What it does EasyML is a Java-based visual studio for building machine learning workflows as directed acyclic graphs. You drag algorithms and datasets onto a canvas, wire them together, and submit the resulting DAG to a Docker-based cluster running Hadoop and Spark. The system handles scheduling, re-runs only changed nodes on resubmission, and lets you preview outputs and logs by right-clicking.
The interesting bit The project treats “seamless” integration of stand-alone Linux programs and distributed Spark/MapReduce jobs as its core trick—one DAG can mix both without the user caring about the backend.
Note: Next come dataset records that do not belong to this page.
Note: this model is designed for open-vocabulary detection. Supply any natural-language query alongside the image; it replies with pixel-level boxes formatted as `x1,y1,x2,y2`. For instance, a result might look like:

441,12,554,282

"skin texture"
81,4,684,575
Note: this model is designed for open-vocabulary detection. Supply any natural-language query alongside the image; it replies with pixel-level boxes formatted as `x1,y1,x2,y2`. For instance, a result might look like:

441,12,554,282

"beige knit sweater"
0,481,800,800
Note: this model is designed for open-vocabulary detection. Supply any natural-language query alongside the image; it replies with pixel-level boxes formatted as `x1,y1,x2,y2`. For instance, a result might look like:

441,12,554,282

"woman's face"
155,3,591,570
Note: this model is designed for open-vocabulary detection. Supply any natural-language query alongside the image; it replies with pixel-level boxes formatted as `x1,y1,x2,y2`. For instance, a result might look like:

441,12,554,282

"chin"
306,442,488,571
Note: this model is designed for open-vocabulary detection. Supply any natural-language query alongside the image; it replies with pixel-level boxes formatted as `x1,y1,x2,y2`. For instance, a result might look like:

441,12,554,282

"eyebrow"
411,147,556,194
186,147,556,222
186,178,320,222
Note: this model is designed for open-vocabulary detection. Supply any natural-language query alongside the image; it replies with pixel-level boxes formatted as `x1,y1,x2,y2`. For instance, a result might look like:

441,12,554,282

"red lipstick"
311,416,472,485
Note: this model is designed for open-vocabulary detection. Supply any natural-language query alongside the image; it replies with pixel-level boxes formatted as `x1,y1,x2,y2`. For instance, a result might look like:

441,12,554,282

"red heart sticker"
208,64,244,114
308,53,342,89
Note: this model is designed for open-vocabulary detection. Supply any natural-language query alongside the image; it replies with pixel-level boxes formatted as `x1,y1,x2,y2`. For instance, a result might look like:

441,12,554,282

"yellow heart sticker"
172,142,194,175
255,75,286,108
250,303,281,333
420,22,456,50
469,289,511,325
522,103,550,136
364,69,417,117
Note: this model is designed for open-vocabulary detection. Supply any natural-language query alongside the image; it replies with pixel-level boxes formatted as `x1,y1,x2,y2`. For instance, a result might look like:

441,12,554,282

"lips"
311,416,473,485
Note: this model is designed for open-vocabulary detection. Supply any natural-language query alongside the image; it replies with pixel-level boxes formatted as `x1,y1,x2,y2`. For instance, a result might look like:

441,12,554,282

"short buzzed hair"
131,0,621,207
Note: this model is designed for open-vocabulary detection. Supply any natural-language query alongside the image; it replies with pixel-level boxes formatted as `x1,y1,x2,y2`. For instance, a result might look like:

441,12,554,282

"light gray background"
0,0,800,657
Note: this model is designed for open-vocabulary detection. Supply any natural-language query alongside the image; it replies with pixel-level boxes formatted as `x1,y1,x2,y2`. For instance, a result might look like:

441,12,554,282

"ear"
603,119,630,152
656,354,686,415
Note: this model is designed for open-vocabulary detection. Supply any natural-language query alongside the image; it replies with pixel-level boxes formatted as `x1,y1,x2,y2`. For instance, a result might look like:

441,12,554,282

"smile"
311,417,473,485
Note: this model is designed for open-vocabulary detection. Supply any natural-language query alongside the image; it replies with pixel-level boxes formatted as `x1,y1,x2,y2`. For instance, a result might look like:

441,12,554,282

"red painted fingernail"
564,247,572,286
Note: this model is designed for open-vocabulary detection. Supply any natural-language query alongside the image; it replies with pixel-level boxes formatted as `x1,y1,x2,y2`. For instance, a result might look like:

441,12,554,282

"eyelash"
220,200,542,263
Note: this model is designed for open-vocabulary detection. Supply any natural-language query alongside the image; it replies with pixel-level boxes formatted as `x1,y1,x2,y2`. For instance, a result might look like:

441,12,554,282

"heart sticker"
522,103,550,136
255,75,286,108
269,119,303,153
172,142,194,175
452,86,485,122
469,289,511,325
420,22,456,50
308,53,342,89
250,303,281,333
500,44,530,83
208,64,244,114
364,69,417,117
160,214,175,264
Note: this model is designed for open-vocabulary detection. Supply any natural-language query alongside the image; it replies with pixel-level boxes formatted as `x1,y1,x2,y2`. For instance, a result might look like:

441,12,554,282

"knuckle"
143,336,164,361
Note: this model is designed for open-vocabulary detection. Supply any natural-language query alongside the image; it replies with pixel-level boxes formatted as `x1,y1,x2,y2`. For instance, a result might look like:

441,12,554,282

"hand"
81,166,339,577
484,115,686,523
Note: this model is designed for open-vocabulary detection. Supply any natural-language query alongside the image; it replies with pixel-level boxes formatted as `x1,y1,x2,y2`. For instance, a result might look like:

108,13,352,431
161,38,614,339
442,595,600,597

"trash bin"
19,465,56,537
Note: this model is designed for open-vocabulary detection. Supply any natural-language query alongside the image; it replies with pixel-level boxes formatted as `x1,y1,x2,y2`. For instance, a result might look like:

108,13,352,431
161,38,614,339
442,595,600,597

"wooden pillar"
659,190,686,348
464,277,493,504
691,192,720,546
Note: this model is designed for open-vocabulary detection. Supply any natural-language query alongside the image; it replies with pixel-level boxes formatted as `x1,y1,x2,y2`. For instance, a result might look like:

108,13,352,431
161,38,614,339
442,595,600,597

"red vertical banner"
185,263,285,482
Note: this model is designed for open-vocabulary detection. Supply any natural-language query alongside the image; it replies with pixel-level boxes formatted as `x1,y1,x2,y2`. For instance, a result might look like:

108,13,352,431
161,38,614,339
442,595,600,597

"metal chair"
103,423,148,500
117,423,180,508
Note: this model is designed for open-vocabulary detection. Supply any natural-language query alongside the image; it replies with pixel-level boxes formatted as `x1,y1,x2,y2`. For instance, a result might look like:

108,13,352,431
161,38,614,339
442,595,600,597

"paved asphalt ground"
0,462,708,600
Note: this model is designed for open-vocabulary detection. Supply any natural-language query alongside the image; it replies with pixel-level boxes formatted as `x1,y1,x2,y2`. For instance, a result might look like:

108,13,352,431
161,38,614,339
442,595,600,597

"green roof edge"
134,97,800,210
It also caches intermediate outputs so iterative experimentation doesn’t recompute the entire pipeline.
Key highlights
- Visual DAG editor with cloneable task templates
- Mixed execution: single-node Linux binaries alongside Spark and MapReduce jobs
- Incremental re-execution on modified DAGs
- Built-in algorithm library covering preprocessing, feature generation, and evaluation
- Docker-based cluster deployment with a live demo server (status unclear)
Caveats
- The README contains broken image tags and typos (“we organised a cluster of server on Docker”)
- Last major publication was 2017; the demo URLs may be stale
- Default credentials (
bdaict@hotmail.com/bdaict) are hardcoded in the docs
Verdict Worth a look if you’re maintaining legacy Spark/Hadoop infrastructure and need a GUI for non-coders. Skip it if you’re already on modern orchestration (Airflow, Kubeflow, etc.) or want active development.